"So far as I know, that actually just means that the test suite is insufficient." - Peter Seebach, when an application passes all its tests.
I wholeheartedly agree: if your build always passes its tests, that means your tests are not tough enough! Ideally the tests should stay ahead of the software, constantly pulling you forwards to improve its quality. If the tests keep passing, write new ones that fail! Or make existing ones evil-er.
You'll be glad to know that Lucene/Solr's tests do sometimes fail, as you can see in the Hudson Jenkins automated trunk builds.
Our test infrastructure has gotten much better, just over the past 6 months or so, through heavy use of randomization.
When a test needs a Directory instance, but doesn't care which, it uses the newDirectory method. This method picks one of Lucene's Directory implementations (RAMDirectory, NIOFSDirectory, MMapDirectory, etc.) and then wraps it with MockDirectoryWrapper, a nice little class that does all sorts of fun things like: occasionally calling Thread.yield; preventing still-open files from being overwritten or deleted (acts-like-Windows); refusing to write to the same file twice (verifying Lucene is in fact write-once); breaking up a single writeBytes into multiple calls; optionally throwing IOException on disk full, or simply throwing exceptions at random times; simulating an OS/hardware crash by randomly corrupting un-sync'd files in devilish ways; etc. We pick a timezone and locale.
To randomize indexing, we create a IndexWriterConfig, tweaking all sorts of settings, and use RandomIndexWriter (like IndexWriter, except it sometimes optimizes, commits, yields, etc.). The newField method enables or disables stored fields and term vectors. We create random codecs, per field, by combining a terms dictionary with a random terms index and postings implementations. MockAnalyzer injects payloads into its tokens.
Sometimes we use the PreFlex codec, to writes all indices in the 3.x format (so that we test index backwards compatibility), and sometimes the nifty SimpleText codec. We have exotic methods for creating random yet somewhat realistic full Unicode strings. When creating an IndexSearcher, we might use threads (pass an ExecutorService), or not. We catch tests that leave threads running, or that cause insanity in the FieldCache (for example by loading both parent and sub readers).

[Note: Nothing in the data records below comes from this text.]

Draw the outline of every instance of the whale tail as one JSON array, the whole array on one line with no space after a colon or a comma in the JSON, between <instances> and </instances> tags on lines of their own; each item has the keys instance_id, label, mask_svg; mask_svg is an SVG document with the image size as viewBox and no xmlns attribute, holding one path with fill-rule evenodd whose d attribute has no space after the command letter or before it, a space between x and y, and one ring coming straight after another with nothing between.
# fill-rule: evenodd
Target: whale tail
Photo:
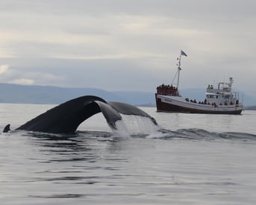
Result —
<instances>
[{"instance_id":1,"label":"whale tail","mask_svg":"<svg viewBox=\"0 0 256 205\"><path fill-rule=\"evenodd\" d=\"M10 124L8 124L7 125L6 125L4 128L3 133L7 133L10 130Z\"/></svg>"}]
</instances>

To ensure a failure is reproducible, we save the random seeds and on a failure print out a nice line like this:
NOTE: reproduce with: ant test -Dtestcase=TestFieldCacheTermsFilter -Dtestmethod=testMissingTerms -Dtests.seed=-1046382732738729184:5855929314778232889
This fixes the seed so that the test runs deterministically. Sometimes, horribly, we have bugs in this seed logic, thus causing tests to not run deterministically and we scramble to fix those bugs first!
If you happen to hit a test failure, please send that precious line to the dev list! This is like the Search for Extraterrestrial Intelligence (SETI): there are some number of random seeds out there (hopefully, not too many!), that will lead to a failure, and if your computer is lucky enough to discover one of these golden seeds, please share the discovery!
The merging of Lucene and Solr's development was also a big step forward for test coverage, since every change in Lucene is now tested against all of Solr's test cases as well.
Tests accept a multiplier to crank things up, causing them to use more test documents or iterations, run for longer time, etc. We now have perpetual jobs on Jenkins, for both 3.x and trunk, launching every 15 minutes with multiplier 5. We know quickly when someone breaks the build!
This added test coverage has already caught a number of sneaky bugs (including a rare index corruption case on disk-full and a chunking bug in MMapDirectory) that we otherwise would not have discovered for some time.
The test infrastructure itself is so useful that it's now been factored out as a standalone JAR so apps using Lucene can tap into it to create their own fun randomized tests.